Joaquin "El Chapo" Guzman can be extradited to face charges in the United States, the country's federal court authority said on Monday.
Early on Saturday, Mexican authorities transferred Guzman to a high security prison in Ciudad Juarez in Chihuahua, Mexico — the same town Pope Francis visited.
The extradition could happen by mid-year. In an interview with Telemundo on Monday, El Chapo's attorney said José Refugio Rodríguez said, "We fear that Joaquin Guzman will be extradited, deported in an arbitrary manner or that due process will be violated without respecting our right to fight to the end."
Guzman, boss of the powerful Sinaloa Cartel, was for years the world's most wanted drug trafficker until his capture by Mexican Marines in February 2014. He then embarrassed the government by escaping from prison through a tunnel last July.
The government recaptured him in January and President Enrique Pena Nieto said soon afterwards that he had taken steps to ensure Guzman was extradited as soon as possible.
He faces charges ranging from money laundering to drug trafficking, kidnapping and murder in cities that include Chicago, Miami and New York.
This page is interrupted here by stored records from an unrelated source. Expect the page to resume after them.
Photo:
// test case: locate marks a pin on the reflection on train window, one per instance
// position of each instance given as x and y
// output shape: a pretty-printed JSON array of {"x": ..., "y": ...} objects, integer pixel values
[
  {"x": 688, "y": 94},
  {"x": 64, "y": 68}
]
Juan Pablo Badillo, one of Guzman's lawyers, said his client's legal situation was still being processed and that to extradite him now would be a violation of his human rights.
Badillo said there were nine appeals pending against Guzman's extradition. However, government officials have said in private that the decision to extradite the drug lord is essentially a political decision dependent on the president.
A government source said on Monday nothing was likely to happen to Guzman for weeks.